Pakistan’s top soldier, Field Marshall Munir, went further in remarks to military officials, arguing that the strike on Saudi Arabia “spoils sincere efforts to resolve the conflict through peaceful means”. For Pakistan, which holds a defence pact with Saudi Arabia, that was unusually sharp language directed towards Iran and shows how security ties can shape diplomatic messages.

Some analysts read those remarks as added pressure on Tehran. The defence pact with Riyadh has not been invoked, despite repeated attacks on Saudi territory, but its very existence hangs over the talks. For you as a reader, the take‑home point is that alliances don’t always activate - sometimes they just persuade.

Just after midnight in Islamabad, the prime minister posted on X that diplomatic work was “progressing steadily, strongly and powerfully”, with the potential for “substantive results” soon. He publicly asked President Trump to extend a deadline by two weeks and urged Iran to open the Strait of Hormuz for the same period, a practical ask aimed at calming trade and energy worries.

Around 03:00 local time in Pakistan - midnight BST - Iran’s ambassador in Islamabad, Reza Amiri Moghadam, posted that talks had moved “a step forward from [a] critical, sensitive stage”. In fast‑moving diplomacy these small public signals matter because they prepare domestic audiences for a shift and test how the other side reacts.

Just before 05:00, the prime minister announced that a ceasefire had been agreed and invited both parties to meet in Islamabad on Friday, 10 April, to work towards a fuller settlement.

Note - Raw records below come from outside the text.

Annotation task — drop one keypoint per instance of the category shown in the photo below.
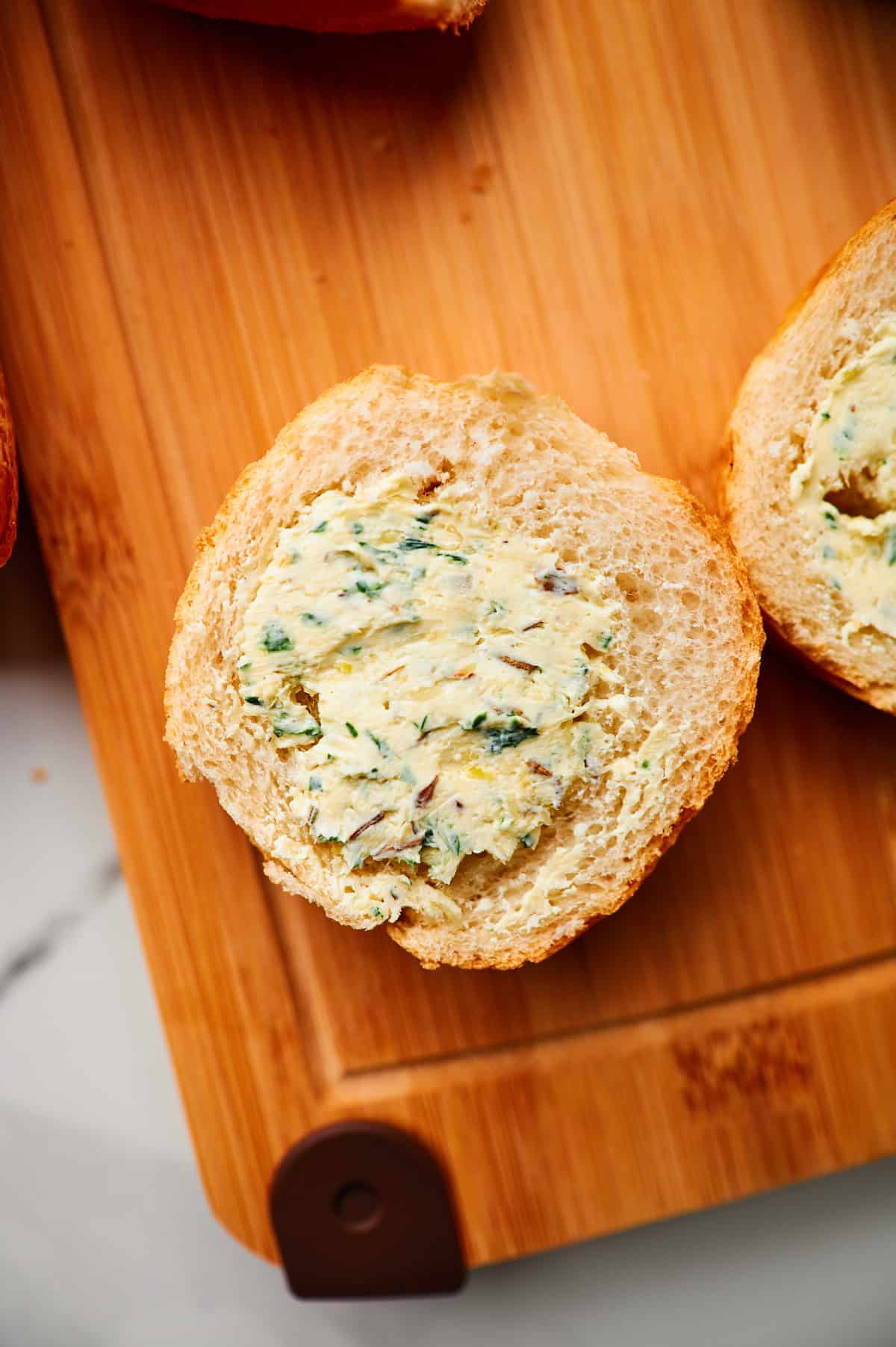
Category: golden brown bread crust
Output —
(883, 697)
(340, 15)
(426, 942)
(8, 479)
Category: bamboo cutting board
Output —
(201, 228)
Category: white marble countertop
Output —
(105, 1239)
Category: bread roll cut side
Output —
(686, 651)
(341, 15)
(833, 323)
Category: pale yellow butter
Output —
(845, 489)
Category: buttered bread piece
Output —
(812, 484)
(464, 667)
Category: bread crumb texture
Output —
(810, 481)
(458, 666)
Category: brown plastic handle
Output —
(363, 1210)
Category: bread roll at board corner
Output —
(340, 15)
(809, 487)
(458, 666)
(8, 479)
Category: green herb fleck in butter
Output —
(435, 708)
(845, 489)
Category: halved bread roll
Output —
(810, 474)
(8, 479)
(341, 15)
(458, 666)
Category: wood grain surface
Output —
(202, 226)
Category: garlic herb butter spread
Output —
(429, 670)
(847, 487)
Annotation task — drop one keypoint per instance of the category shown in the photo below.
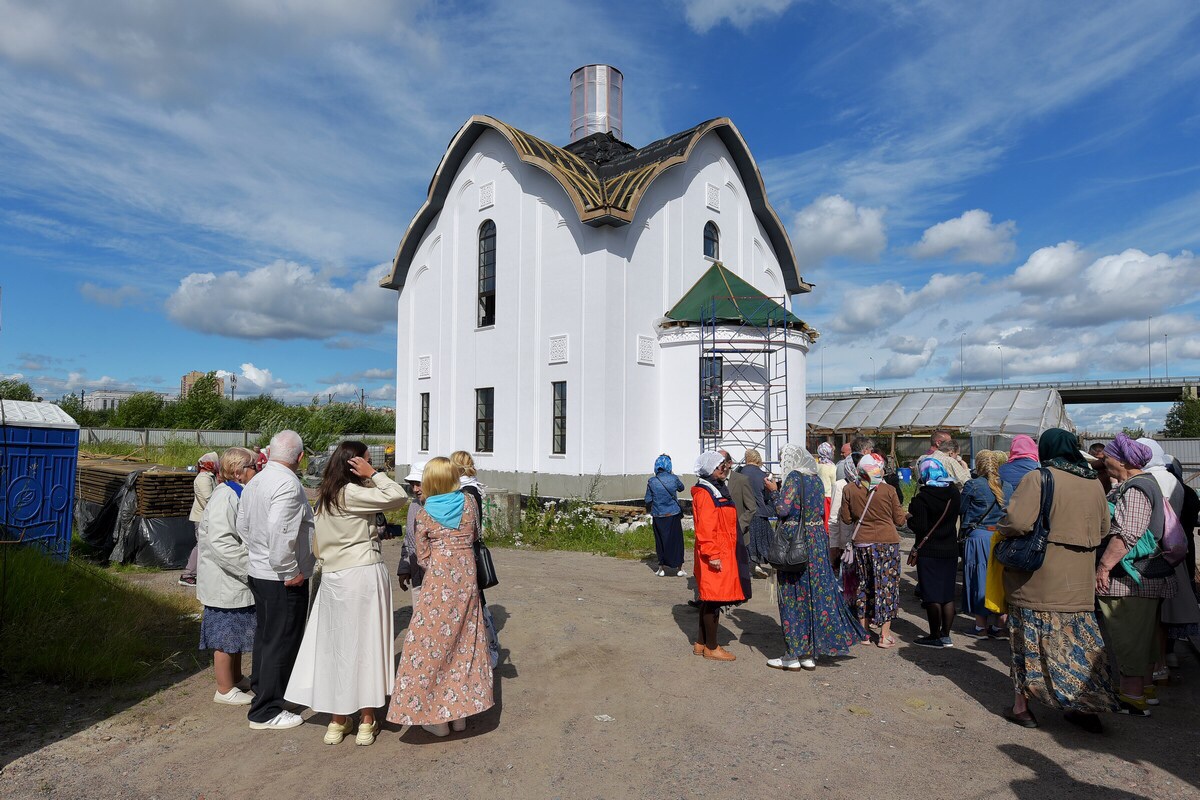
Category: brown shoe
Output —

That invitation anchors the truce to a date and a place, turning a fragile pause into a scheduled process - at least on paper.

Even so, caution is wise. The original Pakistani source used the phrase “continued fragility” and pointed to deep distrust between Washington and Tehran. If you’re studying peace processes, file this as a classic fragile freeze: useful, but only if both sides keep seeing value in the pause.

How should we read today’s claims? Start with attribution. Much of what we know comes from on‑the‑record statements in Pakistan’s parliament, short posts on X by named officials, and one anonymous briefing. That mix is common in crises; it’s why we track the next confirmed steps - opening the Strait, extending timelines, and showing up for talks - rather than only the words.

What to watch next: whether the Strait of Hormuz opens for the full two weeks, whether either side frames the ceasefire as strictly conditional, and whether the 10 April talks begin on time in Islamabad. If those three points hold, this two‑week truce has a real chance to turn from pause into process.